Configuration (Firewall Rules) When firewall local admin changes the position of Central pushed rules(ex. Firewall rule, NAT rule, SSL rules) then the rule ordering may impact if central admin wants to push again some rules, it leads to opcode failure.
Full-Sync/Configuration

When firewall local admin create/edit objects(ex: FQDN hosts) and central admin want to push the same hosts with different name then it will lead to opcode failure and local admin has to revert his changes.

Through error reporting in Task Queue, Central admin can identify which object caused the failure so the Local admin can manually edit this object in Firewall and retry the full sync operation which will pass.

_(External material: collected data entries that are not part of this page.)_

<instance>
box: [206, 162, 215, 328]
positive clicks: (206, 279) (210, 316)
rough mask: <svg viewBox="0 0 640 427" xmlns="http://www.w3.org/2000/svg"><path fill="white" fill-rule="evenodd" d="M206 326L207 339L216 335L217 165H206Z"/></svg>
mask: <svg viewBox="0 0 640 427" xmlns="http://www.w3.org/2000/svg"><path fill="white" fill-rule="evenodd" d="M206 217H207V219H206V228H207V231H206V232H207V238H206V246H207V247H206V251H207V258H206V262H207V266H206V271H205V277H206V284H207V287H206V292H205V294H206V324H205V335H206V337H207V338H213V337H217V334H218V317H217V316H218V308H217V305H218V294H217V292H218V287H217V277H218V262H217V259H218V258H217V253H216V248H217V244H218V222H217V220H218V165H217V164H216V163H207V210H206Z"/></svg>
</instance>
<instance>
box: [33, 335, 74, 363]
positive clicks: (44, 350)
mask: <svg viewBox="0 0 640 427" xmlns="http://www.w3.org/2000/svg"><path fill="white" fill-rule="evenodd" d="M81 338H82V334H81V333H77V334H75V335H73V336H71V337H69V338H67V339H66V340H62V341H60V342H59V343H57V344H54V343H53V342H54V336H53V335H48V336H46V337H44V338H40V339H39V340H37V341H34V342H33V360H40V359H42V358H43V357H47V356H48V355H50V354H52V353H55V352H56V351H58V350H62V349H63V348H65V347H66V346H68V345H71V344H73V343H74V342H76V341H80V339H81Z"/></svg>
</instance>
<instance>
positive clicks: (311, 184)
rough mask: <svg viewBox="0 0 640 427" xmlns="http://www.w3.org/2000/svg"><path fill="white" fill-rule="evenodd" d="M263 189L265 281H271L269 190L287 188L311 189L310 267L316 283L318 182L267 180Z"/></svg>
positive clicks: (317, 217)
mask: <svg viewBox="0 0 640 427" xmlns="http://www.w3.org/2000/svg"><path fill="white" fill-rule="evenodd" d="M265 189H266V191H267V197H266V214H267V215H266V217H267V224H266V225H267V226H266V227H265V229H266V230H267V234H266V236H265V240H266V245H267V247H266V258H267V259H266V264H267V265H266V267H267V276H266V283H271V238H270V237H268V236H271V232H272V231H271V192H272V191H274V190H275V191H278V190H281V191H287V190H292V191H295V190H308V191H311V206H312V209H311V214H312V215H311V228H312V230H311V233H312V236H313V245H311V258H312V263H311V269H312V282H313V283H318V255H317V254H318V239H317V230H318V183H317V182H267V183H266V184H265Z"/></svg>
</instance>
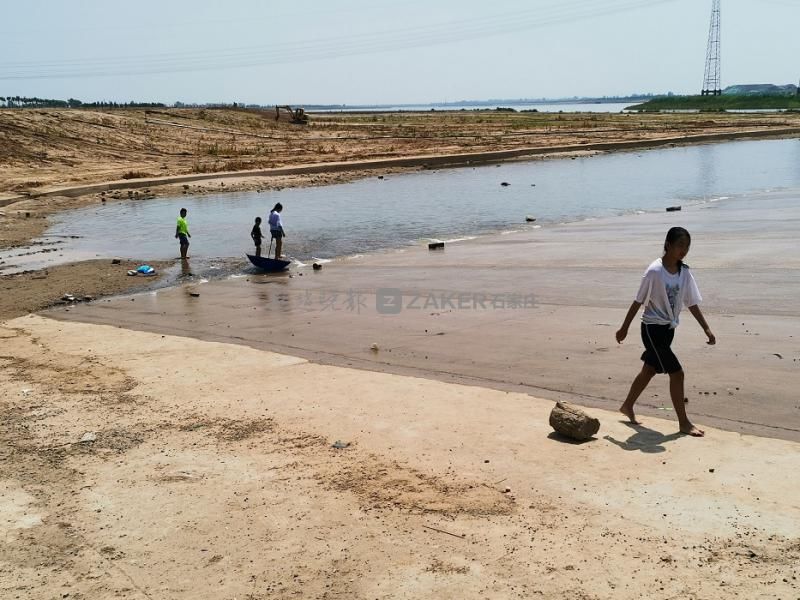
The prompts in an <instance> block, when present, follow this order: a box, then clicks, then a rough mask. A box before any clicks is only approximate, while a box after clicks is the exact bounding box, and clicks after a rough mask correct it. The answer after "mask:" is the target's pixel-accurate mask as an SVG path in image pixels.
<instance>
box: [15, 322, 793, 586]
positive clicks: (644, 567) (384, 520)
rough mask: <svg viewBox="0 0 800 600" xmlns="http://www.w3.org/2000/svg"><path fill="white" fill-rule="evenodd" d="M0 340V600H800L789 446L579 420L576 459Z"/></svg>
mask: <svg viewBox="0 0 800 600" xmlns="http://www.w3.org/2000/svg"><path fill="white" fill-rule="evenodd" d="M0 337H2V347H3V356H2V357H0V391H1V392H2V396H0V397H1V398H2V402H1V403H0V410H2V419H0V427H2V435H3V442H4V443H3V444H2V446H0V465H2V478H0V529H2V536H3V541H4V543H3V545H2V546H1V547H0V596H2V597H4V598H20V599H37V600H38V599H40V598H56V597H58V598H63V597H69V598H87V599H88V598H112V597H113V598H118V597H127V598H187V599H188V598H191V599H193V600H196V599H206V598H207V599H215V600H216V599H220V598H225V599H233V598H239V599H241V598H248V599H251V600H252V599H266V598H365V599H366V598H369V599H373V598H464V599H470V598H476V599H477V598H536V597H541V598H563V599H575V598H582V599H601V598H615V599H616V598H631V599H634V598H635V599H638V598H664V599H667V598H704V599H712V598H732V597H740V598H748V599H752V598H796V597H798V595H800V585H799V584H798V580H797V577H798V575H800V569H798V566H797V565H798V564H800V563H799V562H798V561H800V506H798V502H797V494H796V485H795V481H794V478H793V477H790V476H787V475H789V474H791V473H795V472H797V471H798V468H800V449H799V448H798V446H797V445H796V444H794V443H790V442H784V441H779V440H771V439H765V438H758V437H749V436H742V435H740V434H736V433H727V432H724V431H719V430H714V429H710V430H709V436H708V437H707V438H706V439H704V440H701V441H700V440H696V439H692V438H688V437H683V436H677V435H675V434H674V427H673V424H672V423H669V422H666V421H661V420H658V419H654V418H651V419H648V421H647V426H646V427H631V426H629V425H625V424H623V423H621V422H620V421H619V419H618V417H619V415H617V414H614V413H613V412H606V411H602V410H595V411H592V413H593V414H594V415H595V416H597V417H599V418H600V420H601V422H602V428H601V431H600V434H599V435H598V439H596V440H594V441H591V442H588V443H585V444H582V445H575V444H570V443H565V442H563V441H562V440H559V439H557V438H555V437H554V436H553V435H551V433H550V430H549V427H548V426H547V415H548V412H549V410H550V408H551V406H552V402H550V401H547V400H541V399H538V398H534V397H531V396H529V395H526V394H521V393H508V392H503V391H496V390H489V389H485V388H478V387H469V386H461V385H453V384H444V383H441V382H436V381H430V380H425V379H419V378H414V377H404V376H398V375H393V374H385V373H370V372H364V371H359V370H353V369H347V368H341V367H332V366H325V365H316V364H312V363H308V362H306V361H304V360H302V359H296V358H292V357H290V356H286V355H279V354H273V353H269V352H264V351H260V350H255V349H251V348H246V347H242V346H238V345H237V346H234V345H228V344H220V343H213V342H203V341H197V340H192V339H186V338H177V337H171V336H162V335H158V334H152V333H142V332H133V331H128V330H123V329H118V328H111V327H104V326H97V325H88V324H78V323H65V322H58V321H53V320H49V319H44V318H41V317H33V316H31V317H27V318H20V319H17V320H14V321H11V322H8V323H6V324H5V325H4V326H3V327H2V328H0ZM87 432H89V433H92V434H93V435H94V436H95V438H96V439H95V441H91V442H83V443H81V442H80V440H81V438H82V437H84V434H86V433H87ZM337 440H341V441H343V442H346V443H349V446H348V447H347V448H344V449H341V450H337V449H334V448H332V447H331V446H332V444H333V443H334V442H335V441H337ZM506 490H508V491H506ZM67 594H68V595H67Z"/></svg>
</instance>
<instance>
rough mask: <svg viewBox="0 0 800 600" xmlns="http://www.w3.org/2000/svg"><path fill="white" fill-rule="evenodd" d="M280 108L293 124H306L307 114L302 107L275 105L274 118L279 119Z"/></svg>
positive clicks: (287, 105)
mask: <svg viewBox="0 0 800 600" xmlns="http://www.w3.org/2000/svg"><path fill="white" fill-rule="evenodd" d="M281 110H283V111H284V112H283V114H285V115H287V116H288V118H289V122H290V123H294V124H295V125H308V115H307V114H306V111H305V109H302V108H294V109H293V108H292V107H291V106H288V105H284V106H277V105H276V106H275V120H276V121H280V119H281Z"/></svg>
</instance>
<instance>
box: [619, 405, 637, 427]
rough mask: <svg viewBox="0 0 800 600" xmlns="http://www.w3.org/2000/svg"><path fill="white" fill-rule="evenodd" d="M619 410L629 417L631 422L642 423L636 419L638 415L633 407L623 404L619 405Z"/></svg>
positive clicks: (628, 417) (629, 418) (633, 423)
mask: <svg viewBox="0 0 800 600" xmlns="http://www.w3.org/2000/svg"><path fill="white" fill-rule="evenodd" d="M619 412H621V413H622V414H623V415H625V416H626V417H628V419H630V422H631V423H633V424H634V425H639V424H640V423H639V421H637V420H636V415H635V414H634V413H633V409H632V408H628V407H626V406H625V405H624V404H623V405H622V406H620V407H619Z"/></svg>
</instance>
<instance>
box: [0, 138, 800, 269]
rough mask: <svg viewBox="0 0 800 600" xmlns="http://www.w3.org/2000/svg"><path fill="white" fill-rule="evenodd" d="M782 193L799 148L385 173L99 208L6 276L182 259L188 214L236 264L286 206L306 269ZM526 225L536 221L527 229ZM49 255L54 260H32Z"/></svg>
mask: <svg viewBox="0 0 800 600" xmlns="http://www.w3.org/2000/svg"><path fill="white" fill-rule="evenodd" d="M503 183H506V184H508V185H502V184H503ZM777 189H800V140H798V139H789V140H766V141H742V142H726V143H718V144H706V145H694V146H686V147H675V148H665V149H652V150H640V151H630V152H616V153H609V154H601V155H595V156H590V157H582V158H574V159H570V158H565V159H549V160H536V161H529V162H514V163H505V164H500V165H488V166H480V167H474V168H473V167H468V168H459V169H447V170H439V171H422V172H419V173H410V174H402V175H387V176H386V177H384V178H383V179H379V178H378V173H377V172H376V176H375V177H371V178H369V179H364V180H360V181H356V182H352V183H347V184H341V185H332V186H325V187H317V188H294V189H283V190H280V191H269V192H261V193H257V192H241V193H221V194H218V195H207V196H200V197H191V196H182V195H181V196H177V197H165V198H158V199H152V200H129V201H118V202H109V203H107V204H99V203H98V204H97V205H94V206H90V207H85V208H82V209H78V210H74V211H69V212H64V213H62V214H60V215H58V216H57V217H56V218H55V220H54V223H53V225H52V226H51V227H50V228H49V229H48V231H47V232H46V234H45V236H44V237H43V238H42V239H40V240H38V241H39V243H40V245H39V246H36V247H34V248H33V249H28V250H21V249H15V250H12V251H5V252H2V253H0V263H2V264H0V271H3V270H5V271H4V272H13V271H18V270H21V269H30V268H41V267H43V266H47V265H53V264H58V263H63V262H70V261H74V260H80V259H89V258H98V257H102V258H106V257H121V258H140V259H152V260H156V259H170V258H174V257H176V256H177V254H178V248H177V243H176V240H175V239H174V232H175V220H176V218H177V215H178V211H179V210H180V208H181V207H186V208H187V209H188V211H189V214H188V221H189V225H190V229H191V233H192V246H191V249H190V254H191V256H192V257H193V260H195V259H196V260H198V261H200V262H201V263H203V264H205V265H212V264H214V262H215V261H217V262H221V263H225V264H226V265H230V264H237V262H236V261H239V262H241V261H242V259H244V254H245V253H246V252H252V250H253V248H252V245H251V242H250V237H249V234H250V229H251V227H252V225H253V220H254V217H256V216H261V217H262V218H263V219H264V223H263V224H262V228H263V230H264V231H265V232H266V231H267V230H268V227H267V226H266V217H267V215H268V213H269V210H270V208H271V207H272V206H273V205H274V204H275V203H276V202H281V203H282V204H283V206H284V210H283V221H284V226H285V229H286V232H287V239H286V240H285V243H284V253H286V254H288V255H289V256H292V257H294V258H296V259H297V260H299V261H302V262H307V261H309V260H311V259H312V258H315V259H332V258H337V257H344V256H349V255H355V254H361V253H365V252H374V251H380V250H387V249H392V248H399V247H403V246H407V245H411V244H421V243H426V242H428V241H431V240H453V239H460V238H465V237H472V236H477V235H486V234H492V233H498V232H503V231H512V230H520V229H525V228H532V227H540V226H547V225H549V224H555V223H559V222H567V221H576V220H581V219H586V218H597V217H607V216H613V215H620V214H626V213H632V212H636V211H663V210H664V208H665V207H667V206H670V205H676V204H683V205H686V204H690V203H697V202H707V201H713V200H718V199H721V198H727V197H740V196H746V195H748V194H755V193H758V192H763V191H767V190H777ZM526 216H531V217H533V218H535V219H536V221H535V222H534V223H526ZM42 249H49V250H51V251H50V252H45V253H42V252H38V251H37V252H34V253H30V254H29V252H31V250H42ZM231 259H233V260H231ZM227 270H230V269H227Z"/></svg>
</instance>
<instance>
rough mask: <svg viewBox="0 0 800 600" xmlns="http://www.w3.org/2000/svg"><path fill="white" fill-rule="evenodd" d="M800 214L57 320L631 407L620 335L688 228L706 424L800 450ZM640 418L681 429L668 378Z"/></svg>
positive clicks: (685, 355)
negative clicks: (649, 287) (628, 403)
mask: <svg viewBox="0 0 800 600" xmlns="http://www.w3.org/2000/svg"><path fill="white" fill-rule="evenodd" d="M799 218H800V203H798V194H797V193H796V192H783V193H770V194H761V195H759V196H751V197H748V198H743V199H734V200H725V201H720V202H716V203H707V204H701V205H696V206H692V207H684V210H683V211H681V212H674V213H666V212H665V213H658V214H644V215H631V216H626V217H618V218H611V219H603V220H595V221H585V222H581V223H571V224H566V225H558V226H552V227H545V228H542V229H539V230H536V231H533V232H526V233H514V234H508V235H499V236H492V237H486V238H481V239H476V240H472V241H466V242H462V243H457V244H449V245H448V246H447V248H446V249H445V250H444V251H443V252H429V251H428V250H427V249H422V248H414V249H409V250H403V251H396V252H387V253H383V254H378V255H372V256H366V257H361V258H357V259H351V260H346V261H339V262H336V263H330V264H326V265H325V266H324V268H323V269H322V270H321V271H318V272H314V271H312V270H311V269H310V268H308V269H303V271H301V272H302V273H303V275H302V276H300V275H299V274H297V275H295V276H294V277H289V276H287V275H273V276H250V277H249V278H242V279H234V280H230V281H223V282H212V283H208V284H205V285H196V284H195V285H192V286H184V287H178V288H174V289H168V290H160V291H158V292H154V293H149V294H143V295H138V296H135V297H133V298H118V299H111V300H107V301H103V302H101V303H97V304H95V305H90V306H81V307H79V308H77V309H75V310H71V311H70V312H69V313H65V312H63V311H60V310H54V311H51V312H50V313H48V315H49V316H52V317H55V318H58V319H66V320H74V321H85V322H90V323H99V324H111V325H117V326H122V327H126V328H132V329H140V330H146V331H152V332H157V333H164V334H175V335H181V336H188V337H195V338H198V339H202V340H213V341H224V342H230V343H235V344H241V345H248V346H251V347H254V348H259V349H267V350H274V351H277V352H283V353H286V354H290V355H293V356H299V357H304V358H307V359H310V360H312V361H315V362H319V363H322V364H330V365H340V366H352V367H357V368H359V369H366V370H373V371H385V372H390V373H397V374H410V375H416V376H421V377H426V378H433V379H439V380H442V381H446V382H457V383H469V384H474V385H479V386H484V387H488V388H494V389H498V390H507V391H522V392H528V393H531V394H534V395H536V396H539V397H545V398H549V399H559V398H568V399H574V400H576V401H578V402H579V403H580V404H583V405H586V406H592V407H599V408H604V409H608V410H615V409H616V407H617V406H618V405H619V404H620V403H621V400H622V398H624V396H625V394H626V393H627V390H628V387H629V385H630V382H631V380H632V378H633V377H634V375H635V374H636V372H637V371H638V369H639V368H640V365H641V363H640V361H639V355H640V354H641V343H640V341H639V340H638V330H637V329H635V328H632V331H631V335H630V336H629V338H628V340H627V341H626V343H624V344H623V345H621V346H618V345H617V344H616V342H615V340H614V332H615V331H616V329H617V328H618V326H619V324H620V323H621V321H622V318H623V316H624V314H625V311H626V310H627V307H628V305H629V304H630V301H631V299H632V297H633V295H634V293H635V291H636V289H637V287H638V282H639V279H640V277H641V273H642V272H643V270H644V268H645V267H646V266H647V264H648V263H649V262H650V261H651V260H652V259H654V258H656V257H657V256H659V255H660V251H661V245H662V243H663V238H664V234H665V232H666V230H667V229H668V228H669V227H670V226H673V225H681V226H684V227H686V228H688V229H689V230H690V231H691V232H692V234H693V235H694V240H693V245H692V250H691V253H690V255H689V257H688V260H687V262H688V263H689V264H690V265H691V266H692V268H694V269H695V276H696V278H697V280H698V283H699V286H700V289H701V292H702V293H703V296H704V303H703V310H704V312H705V314H706V316H707V318H708V320H709V322H710V324H711V327H712V329H713V330H714V332H715V334H716V336H717V339H718V345H717V346H716V347H709V346H707V345H705V343H704V341H705V338H704V336H703V335H702V332H701V331H700V329H699V327H698V326H697V324H696V323H695V322H694V319H693V318H692V317H691V315H690V314H689V313H688V311H687V312H685V313H684V314H683V315H682V319H681V320H682V324H681V327H680V328H679V331H678V335H677V338H676V343H675V348H676V353H677V354H678V356H679V358H680V359H681V361H682V363H683V365H684V368H685V370H686V373H687V397H688V398H689V404H688V411H689V414H690V416H691V417H692V418H693V419H694V420H695V421H696V422H697V423H698V424H701V425H712V426H715V427H718V428H721V429H727V430H730V431H736V432H743V433H753V434H757V435H762V436H768V437H775V438H783V439H787V440H793V441H800V406H798V400H797V396H796V391H795V389H794V385H793V384H794V382H795V381H796V379H797V375H798V373H800V320H798V316H800V314H798V313H800V308H798V304H797V301H796V298H797V297H798V295H800V257H798V255H797V253H796V247H797V246H796V232H797V223H798V219H799ZM382 289H384V290H385V289H389V290H396V291H398V292H399V293H400V294H401V310H400V311H399V313H398V314H386V313H385V312H382V313H381V312H378V311H377V309H376V306H377V305H376V296H378V295H380V296H381V297H383V296H386V294H387V292H380V290H382ZM189 292H193V293H199V296H192V295H190V293H189ZM392 293H397V292H388V294H389V295H391V294H392ZM443 294H444V300H445V302H443V301H442V300H443V298H442V295H443ZM531 297H532V299H533V306H527V307H526V306H525V304H526V301H529V300H530V299H531ZM132 300H133V301H132ZM493 300H494V302H495V305H492V301H493ZM501 302H502V303H504V304H505V307H500V306H499V303H501ZM509 303H511V304H514V307H509ZM387 308H388V307H387ZM384 310H385V309H384ZM373 345H375V346H376V348H377V350H375V349H372V348H371V347H372V346H373ZM638 406H639V412H640V414H641V415H642V416H644V417H652V416H655V415H657V416H659V417H663V418H673V419H674V415H673V413H672V411H671V403H670V401H669V396H668V385H667V380H666V378H665V377H660V378H657V379H655V380H654V382H653V383H652V384H651V385H650V387H649V388H648V390H646V392H645V394H644V395H643V396H642V398H641V399H640V402H639V405H638ZM645 422H646V421H645Z"/></svg>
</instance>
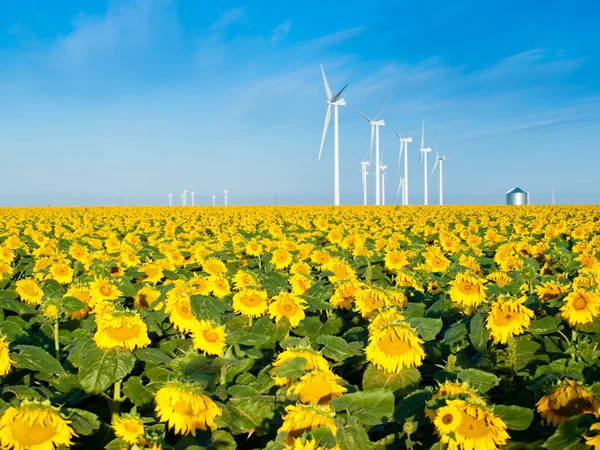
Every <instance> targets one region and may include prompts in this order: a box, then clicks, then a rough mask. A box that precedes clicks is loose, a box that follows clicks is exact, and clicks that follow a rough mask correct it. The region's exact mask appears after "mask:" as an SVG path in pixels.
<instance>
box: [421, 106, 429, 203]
mask: <svg viewBox="0 0 600 450" xmlns="http://www.w3.org/2000/svg"><path fill="white" fill-rule="evenodd" d="M419 151H420V152H421V154H420V155H419V161H420V160H421V158H422V159H423V173H424V178H425V180H424V181H425V183H424V186H425V189H424V199H423V204H424V205H427V204H428V202H427V199H428V196H429V192H428V191H427V187H428V186H427V153H429V152H430V151H431V147H427V148H425V117H423V129H422V130H421V148H420V149H419Z"/></svg>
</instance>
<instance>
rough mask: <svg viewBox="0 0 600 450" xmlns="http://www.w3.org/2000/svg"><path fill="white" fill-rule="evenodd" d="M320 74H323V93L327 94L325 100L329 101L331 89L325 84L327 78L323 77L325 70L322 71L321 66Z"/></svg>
mask: <svg viewBox="0 0 600 450" xmlns="http://www.w3.org/2000/svg"><path fill="white" fill-rule="evenodd" d="M321 73H322V74H323V83H324V84H325V92H326V93H327V100H331V89H330V88H329V83H328V82H327V77H326V76H325V70H324V69H323V64H321Z"/></svg>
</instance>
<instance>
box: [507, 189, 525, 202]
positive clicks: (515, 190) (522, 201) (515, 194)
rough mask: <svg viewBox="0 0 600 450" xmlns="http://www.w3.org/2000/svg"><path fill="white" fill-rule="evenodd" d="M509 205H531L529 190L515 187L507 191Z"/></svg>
mask: <svg viewBox="0 0 600 450" xmlns="http://www.w3.org/2000/svg"><path fill="white" fill-rule="evenodd" d="M506 204H507V205H529V192H527V191H524V190H523V189H521V188H518V187H516V188H513V189H511V190H510V191H508V192H507V193H506Z"/></svg>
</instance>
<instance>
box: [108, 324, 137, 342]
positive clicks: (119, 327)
mask: <svg viewBox="0 0 600 450" xmlns="http://www.w3.org/2000/svg"><path fill="white" fill-rule="evenodd" d="M106 334H107V335H108V336H109V337H110V338H111V339H113V340H115V341H120V342H126V341H129V340H131V339H134V338H136V337H137V336H138V335H139V334H140V326H139V325H133V326H128V325H127V324H123V325H121V326H120V327H108V328H107V329H106Z"/></svg>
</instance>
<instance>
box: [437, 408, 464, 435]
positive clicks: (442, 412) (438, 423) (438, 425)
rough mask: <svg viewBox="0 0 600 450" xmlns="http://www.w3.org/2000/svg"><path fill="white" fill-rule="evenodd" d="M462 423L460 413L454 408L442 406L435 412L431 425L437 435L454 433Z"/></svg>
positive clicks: (461, 415)
mask: <svg viewBox="0 0 600 450" xmlns="http://www.w3.org/2000/svg"><path fill="white" fill-rule="evenodd" d="M461 422H462V413H461V412H460V410H459V409H458V408H457V407H456V406H448V405H447V406H442V407H441V408H439V409H438V410H437V411H436V416H435V420H434V421H433V424H434V425H435V428H436V430H437V432H438V433H439V434H441V435H442V434H450V433H452V432H454V431H456V430H457V429H458V427H459V425H460V423H461Z"/></svg>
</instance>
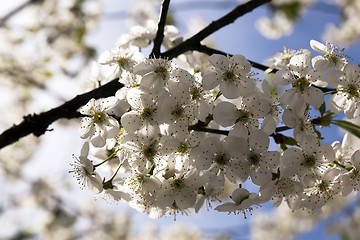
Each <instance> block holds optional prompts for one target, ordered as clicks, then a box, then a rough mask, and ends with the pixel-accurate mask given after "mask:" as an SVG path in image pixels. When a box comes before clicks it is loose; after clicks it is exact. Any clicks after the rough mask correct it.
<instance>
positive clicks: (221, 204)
mask: <svg viewBox="0 0 360 240" xmlns="http://www.w3.org/2000/svg"><path fill="white" fill-rule="evenodd" d="M231 199H232V200H233V201H234V202H227V203H223V204H221V205H219V206H217V207H216V208H215V210H216V211H219V212H229V213H231V212H233V213H235V214H237V213H243V214H244V217H245V218H246V213H247V212H249V213H251V211H252V210H253V208H252V206H253V205H259V204H260V203H261V202H260V198H259V195H257V194H255V193H249V191H248V190H246V189H244V188H238V189H236V190H235V191H234V192H233V193H232V195H231Z"/></svg>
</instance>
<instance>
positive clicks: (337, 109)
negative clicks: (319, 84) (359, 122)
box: [328, 63, 360, 119]
mask: <svg viewBox="0 0 360 240" xmlns="http://www.w3.org/2000/svg"><path fill="white" fill-rule="evenodd" d="M328 81H329V84H330V85H331V86H332V87H335V88H336V89H337V93H335V94H334V95H332V96H331V97H330V99H329V101H328V106H329V109H330V111H332V112H334V113H340V112H341V111H344V112H345V115H346V117H347V118H350V119H351V118H356V117H358V116H360V68H359V67H358V66H357V65H355V64H352V63H348V64H346V65H345V67H344V71H343V72H342V71H340V70H333V71H331V72H330V73H329V76H328Z"/></svg>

Nested Group Only parent group allowed to change the group settings.
Firewall Groups UI Rename of firewall name is removed from 2020.08 onwards. Admin can change the firewall hostname from XG and same hostname it will reflect in Firewall Groups page UI.
Firewall Groups UI “Manage Firewall” link is removed from 2020.08 onwards. Admin can click on the firewall name/serial number to open the Firewall device via reverse proxy.
  • Been using this since EAP and its a great addition but ive got a question, is there a way to pull configurations from added firewalls yet so that it gives you a quick starting point for Group Policies??  Reason i ask is because ive had to skip the Group management on a couple of occasions as I found that unless you create group policies matching whats already on an imported firewall to go into a group ive found on a couple of occasions that the Central Group Policies have overridden my firewalls local policies?  I know this was in the old CFM i used to use until the new Central interrogations for firewalls but i dont seem to be able to see anything similar in Centrals Firewall Group management anywhere?  Could somebody point me to where i might find the option to pull Configs / policies from firewall ends pls if its actually there that is??

    Many thanks and please keep up the great work as i really love these recent Central additions.  (Also if any new EAP's are out or coming soon pls PM me an invite pls I'd be ever so grateful)

    JK

  • Great work guys!!!! Really!

    I'am using it since the first EAP.

    One thing I'am still missing:

    When I create a dynamic object interface, it would be nice to use it in the Firewall Rules.

    The dynamic zones are electable in  firewall rules.